3.PPH method After introducing the anal canal dilator and removing the internal pessary, submucosal sutures are performed under the anoscopic sutures at 3-5 cm above the dentate line according to the degree of rectal protrusion. The hemorrhoidal anastomosis is rotated open to its maximum extent. The anastomosis is introduced and the staple head is deepened to the upper end of the periosteal line, and the periosteal suture is tightened and knotted. The end of the suture is pulled out of the lateral hole of the anastomosis with a slinger. The suture is pulled moderately and the anastomosis is tightened. With vaginal palpation, the vaginal wall is confirmed to be intact and then firing is performed. After firing, the anastomosis is held in a closed position for 30 seconds to aid in hemostasis, and the anastomosis is unscrewed and removed from the anal canal. The anastomosis is inspected through the anoscopic suture ligature and if there is bleeding, an “8” suture across the anastomosis is possible.
4.Trans-perineal surgical repair A 4-5 cm long curved incision is made between the anus and the vagina, and the incision is made layer by layer, separated upward to 2-2.5 cm above the level of the dentate line.

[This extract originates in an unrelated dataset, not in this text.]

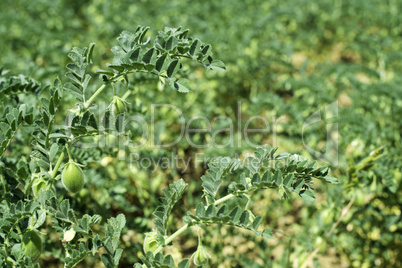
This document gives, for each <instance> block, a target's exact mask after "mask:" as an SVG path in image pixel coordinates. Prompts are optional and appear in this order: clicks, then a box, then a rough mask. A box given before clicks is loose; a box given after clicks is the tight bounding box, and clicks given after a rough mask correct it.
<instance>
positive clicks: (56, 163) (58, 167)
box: [50, 151, 64, 179]
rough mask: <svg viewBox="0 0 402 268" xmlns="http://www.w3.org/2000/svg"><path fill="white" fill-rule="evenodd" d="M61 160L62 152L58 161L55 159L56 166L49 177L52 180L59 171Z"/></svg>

5.Transvaginal repair Purse-sealing suture A long diamond-shaped incision is made from the lower middle of the posterior vaginal wall, the mucosa is separated bluntly until the cystic neck opening is fully and completely exposed, the mucosal flap is excised and the oval wound is exposed, a purse-sealing suture is made along the muscular tissue under the vaginal mucosal flap with 0-gauge intestinal thread, and then longitudinal interrupted suture is reinforced to close the wound.
6.Triangular incision repair A 3- to 4-cm-long transverse incision is made at the skin margin of the external vaginal opening, and the posterior wall is isosceles triangular on both sides, with a 4- to 5-cm-long longitudinal incision, bluntly separating the posterior vaginal wall to form a narrow upper and wide bottom trauma, followed by interrupted sutures with a No. 0 intestinal suture for the general incision and interrupted sutures for the upper and lower bottom side incisions to disappear the weak zone of the anterior rectal protrusion into the vagina.
In conclusion, anterior rectal protrusion is considered to be an important cause of defecation difficulties in women. Currently, surgery is the main treatment for anterior rectal protrusion, but the results are not very satisfactory. Under the premise of strict adherence to surgical indications, it is crucial to choose the appropriate surgical procedure among the many procedures according to the mild, moderate and severe degree of their protrusion.